In this snippet, GPT-4 sees a question about weather and decides to call get_current_weather
on its own, returning the structured arguments. The developer would then execute the actual get_current_weather
function (e.g., call a weather API) and feed the result back into GPT-4 to get a final answer. OpenAI’s model has effectively become the orchestrator: it parses the user request, picks the right tool, and formats the call. This “model as orchestrator” approach is the essence of OpenAI’s agent paradigm, where the model orchestrates tool use based on developer-defined functions.

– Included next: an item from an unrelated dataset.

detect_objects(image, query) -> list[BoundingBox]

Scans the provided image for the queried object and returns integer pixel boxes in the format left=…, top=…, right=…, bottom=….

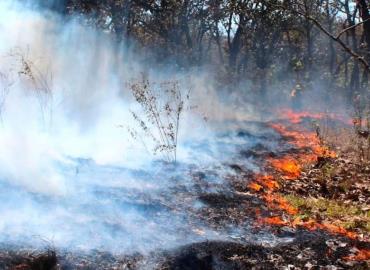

Opinion: OpenAI’s function-calling SDK hits a sweet spot – it’s low-friction and leverages the intelligence of the model for orchestration. Many early agent experiments (think AutoGPT, etc.) were brittle hacks trying to get models to output actions; OpenAI formalized it and made agents far more reliable by providing a structured way for models to interact with tools. On the flip side, because it’s so minimal, you’ll quickly reinvent wheels if you need advanced features (long-term memory, multi-agent dialogue, etc.). That gap has spawned a cottage industry of frameworks on top of OpenAI – like LangChain’s agents (which wrap around function calling with extra bells and whistles) and others we’ll discuss.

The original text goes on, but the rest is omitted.